Villa Las Estrellas, Antarctica
Spanish for “Star Town” is a Chilean colony within Antarctica. The town’s community has fourteen 90 m² homes for the inhabitants (80 in winter; double that in summer). In addition, it has a gym, church, school, and even a souvenir shop. The bad news is that getting to Antarctica requires a two-day boat trip from Ushuaia (Argentina) to cross the Drake Passage into the Antarctic Circle.
Another cold destination is the world’s northernmost settlement, with a population greater than 1,000 inhabitants. A bizarre law is (as it is so cold) is that it’s illegal to be buried there as bodies won’t decompose. It has only one grocery store, a university centre with 300 students who must learn to use firearms and seeing whales swimming in the fjord from windows is not uncommon. To get there, you need to travel to Oslo, where Norwegian Airlines offers three 3-hour connecting flights a week.
Socotra Island, Yemen
A UNESCO World Heritage Site located on Yemen’s Gulf of Aden, Socotra Island contains almost a thousand plants, a third of which are unique to the island. One of the most striking of Socotra’s plants is the Dragon’s Blood Tree, an unusual umbrella-shaped tree with red sap that was thought to be the dragon’s blood by the ancients. Socotra’s airport was only built in 1999, with tourism a fledgling sector. Therefore, the island lacks any well-established hotels, although there are a few guesthouses. The ideal time to visit Socotra is from October to April; the remaining months usually have heavy monsoon rainfall, making it difficult to navigate.
Tórshavn, Faroe Islands
Named after Thor, Tórshavn in the Faroe Islands is the smallest capital city in the world. Located halfway between Norway and Iceland, it has a rich Norse history.

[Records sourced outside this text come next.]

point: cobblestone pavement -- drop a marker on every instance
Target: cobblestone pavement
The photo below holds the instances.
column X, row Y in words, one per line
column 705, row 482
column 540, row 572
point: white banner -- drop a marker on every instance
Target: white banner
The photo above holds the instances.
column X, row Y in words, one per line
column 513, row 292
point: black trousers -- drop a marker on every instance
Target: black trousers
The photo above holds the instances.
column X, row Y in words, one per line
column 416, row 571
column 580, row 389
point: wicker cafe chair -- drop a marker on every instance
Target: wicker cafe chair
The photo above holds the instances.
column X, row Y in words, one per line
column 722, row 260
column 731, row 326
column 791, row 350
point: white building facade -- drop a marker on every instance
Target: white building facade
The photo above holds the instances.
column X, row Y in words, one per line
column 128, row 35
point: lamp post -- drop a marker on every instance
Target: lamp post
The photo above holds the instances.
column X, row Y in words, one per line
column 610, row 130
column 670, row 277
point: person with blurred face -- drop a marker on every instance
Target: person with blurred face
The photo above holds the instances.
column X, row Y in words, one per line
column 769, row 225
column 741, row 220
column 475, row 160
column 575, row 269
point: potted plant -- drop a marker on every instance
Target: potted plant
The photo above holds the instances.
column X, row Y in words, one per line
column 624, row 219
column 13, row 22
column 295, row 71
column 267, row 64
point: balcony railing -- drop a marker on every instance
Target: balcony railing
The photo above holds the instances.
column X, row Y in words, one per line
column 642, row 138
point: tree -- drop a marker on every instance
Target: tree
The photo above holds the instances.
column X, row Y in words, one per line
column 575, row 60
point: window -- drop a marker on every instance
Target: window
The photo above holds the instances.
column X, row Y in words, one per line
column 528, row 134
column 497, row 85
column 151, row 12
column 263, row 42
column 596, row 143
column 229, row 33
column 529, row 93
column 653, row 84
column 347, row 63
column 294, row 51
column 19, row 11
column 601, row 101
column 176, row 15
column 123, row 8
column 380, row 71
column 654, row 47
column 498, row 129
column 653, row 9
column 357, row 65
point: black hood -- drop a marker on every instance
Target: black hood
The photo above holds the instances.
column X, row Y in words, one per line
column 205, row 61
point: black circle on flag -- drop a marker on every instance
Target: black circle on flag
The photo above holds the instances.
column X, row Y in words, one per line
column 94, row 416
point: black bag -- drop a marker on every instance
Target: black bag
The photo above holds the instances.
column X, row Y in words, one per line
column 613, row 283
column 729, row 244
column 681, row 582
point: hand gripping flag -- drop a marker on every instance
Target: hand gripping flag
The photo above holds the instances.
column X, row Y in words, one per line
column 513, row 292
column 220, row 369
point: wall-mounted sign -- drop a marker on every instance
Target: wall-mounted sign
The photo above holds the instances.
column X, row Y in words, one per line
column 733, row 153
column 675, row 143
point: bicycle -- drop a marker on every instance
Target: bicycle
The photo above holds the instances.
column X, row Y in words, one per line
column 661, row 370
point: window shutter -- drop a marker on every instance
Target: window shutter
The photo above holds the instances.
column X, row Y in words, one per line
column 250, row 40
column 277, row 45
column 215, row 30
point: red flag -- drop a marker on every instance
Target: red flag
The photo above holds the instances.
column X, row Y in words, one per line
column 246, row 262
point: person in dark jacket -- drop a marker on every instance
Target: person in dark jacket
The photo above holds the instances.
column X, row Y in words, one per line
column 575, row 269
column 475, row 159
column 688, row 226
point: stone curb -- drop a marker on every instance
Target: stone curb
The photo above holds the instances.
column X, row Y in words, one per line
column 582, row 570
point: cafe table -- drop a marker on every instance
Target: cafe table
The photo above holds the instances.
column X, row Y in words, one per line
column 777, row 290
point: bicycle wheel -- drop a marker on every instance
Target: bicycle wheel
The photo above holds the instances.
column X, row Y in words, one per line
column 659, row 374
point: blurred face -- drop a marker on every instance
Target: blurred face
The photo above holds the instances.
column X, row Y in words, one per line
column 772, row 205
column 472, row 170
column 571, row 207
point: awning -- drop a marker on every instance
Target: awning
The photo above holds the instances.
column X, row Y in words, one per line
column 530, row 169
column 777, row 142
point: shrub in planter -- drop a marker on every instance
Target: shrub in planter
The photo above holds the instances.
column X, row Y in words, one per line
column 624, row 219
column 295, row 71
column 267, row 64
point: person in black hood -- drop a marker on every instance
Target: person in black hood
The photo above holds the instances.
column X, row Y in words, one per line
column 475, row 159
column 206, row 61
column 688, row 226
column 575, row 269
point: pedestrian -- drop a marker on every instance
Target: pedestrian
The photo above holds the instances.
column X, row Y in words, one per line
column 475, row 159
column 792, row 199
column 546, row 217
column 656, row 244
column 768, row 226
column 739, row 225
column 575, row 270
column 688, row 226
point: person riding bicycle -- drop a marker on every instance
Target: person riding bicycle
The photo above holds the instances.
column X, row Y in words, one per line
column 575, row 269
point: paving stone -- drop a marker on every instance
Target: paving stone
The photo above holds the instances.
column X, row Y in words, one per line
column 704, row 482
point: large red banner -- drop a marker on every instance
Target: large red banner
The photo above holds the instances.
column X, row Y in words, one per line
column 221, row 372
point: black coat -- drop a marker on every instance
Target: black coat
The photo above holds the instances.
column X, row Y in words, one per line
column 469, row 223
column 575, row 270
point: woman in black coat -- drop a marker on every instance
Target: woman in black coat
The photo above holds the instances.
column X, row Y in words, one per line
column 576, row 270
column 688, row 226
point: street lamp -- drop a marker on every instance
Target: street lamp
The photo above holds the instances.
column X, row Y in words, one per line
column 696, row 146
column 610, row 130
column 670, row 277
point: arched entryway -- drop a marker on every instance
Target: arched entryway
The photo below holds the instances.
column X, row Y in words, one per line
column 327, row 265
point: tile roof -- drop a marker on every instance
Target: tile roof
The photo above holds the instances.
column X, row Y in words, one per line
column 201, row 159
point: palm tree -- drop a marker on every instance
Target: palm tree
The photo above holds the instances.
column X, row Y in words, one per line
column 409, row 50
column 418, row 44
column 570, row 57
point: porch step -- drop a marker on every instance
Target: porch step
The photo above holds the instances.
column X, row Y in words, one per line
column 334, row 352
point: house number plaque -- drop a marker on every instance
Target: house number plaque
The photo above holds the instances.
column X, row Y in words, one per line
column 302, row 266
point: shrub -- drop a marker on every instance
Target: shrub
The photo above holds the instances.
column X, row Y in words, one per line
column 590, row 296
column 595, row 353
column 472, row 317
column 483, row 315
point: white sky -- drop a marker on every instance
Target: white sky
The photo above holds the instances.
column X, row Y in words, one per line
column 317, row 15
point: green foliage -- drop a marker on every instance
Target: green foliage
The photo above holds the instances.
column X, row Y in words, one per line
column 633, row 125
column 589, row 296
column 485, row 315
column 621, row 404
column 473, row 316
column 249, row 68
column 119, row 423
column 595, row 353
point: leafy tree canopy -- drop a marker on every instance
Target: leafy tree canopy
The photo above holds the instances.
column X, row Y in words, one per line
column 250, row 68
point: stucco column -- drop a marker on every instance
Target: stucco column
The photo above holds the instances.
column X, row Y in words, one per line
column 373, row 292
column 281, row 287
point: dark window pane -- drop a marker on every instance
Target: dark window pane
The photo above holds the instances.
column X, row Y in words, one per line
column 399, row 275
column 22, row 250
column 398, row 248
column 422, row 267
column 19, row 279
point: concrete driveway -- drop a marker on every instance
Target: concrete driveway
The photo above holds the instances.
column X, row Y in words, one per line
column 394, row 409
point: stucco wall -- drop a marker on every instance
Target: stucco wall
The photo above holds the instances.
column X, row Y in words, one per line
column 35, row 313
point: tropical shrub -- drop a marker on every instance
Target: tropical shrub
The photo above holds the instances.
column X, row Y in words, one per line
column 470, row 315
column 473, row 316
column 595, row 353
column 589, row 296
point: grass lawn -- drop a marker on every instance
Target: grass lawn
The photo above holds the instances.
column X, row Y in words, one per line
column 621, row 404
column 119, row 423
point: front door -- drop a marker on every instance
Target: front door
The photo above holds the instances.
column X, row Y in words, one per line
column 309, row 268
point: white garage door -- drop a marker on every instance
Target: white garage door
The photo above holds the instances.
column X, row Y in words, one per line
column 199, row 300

The locals boast on the town’s official website that it “is the sort of place where people still have time for each other”. The town of 20,000 can be reached by Atlantic Airways and Scandanavian Airlines who both offer direct flights from Denmark, Scotland, Iceland, and Norway.
Want to drive to Barrow? You can’t. There are no roads that lead to Barrow; the town is only accessible by plane. Even then, the flight is 90 minutes from Anchorage. At the very top of Alaska, north of the Arctic Circle and 1300 miles to the North Pole, Barrow is an inhospitable terrain with a winter consisting of 65 days of continual darkness. Commerce is primarily oil. The midnight sun attracts tourists, as do its novel location. However, transporting food to the city is very expensive, many residents continue to rely upon subsistence food sources.
Easter Island, Chile
Another UNESCO World Heritage Site, Easter Island, has around 1000 iconic moai statues that make it renowned. The island’s economy is primarily tourism, as people are undeterred by the arduous task to reach the island. The early Rapa Nui people are estimated to have colonised the island in the 12th Century AD, but their constructions and purpose remain a mystery. Getting to the island means using LATAM, the only airline with flights to Easter Island. Return flights begin at around AUD 600 for the five-hour flight from Santiago in Chile.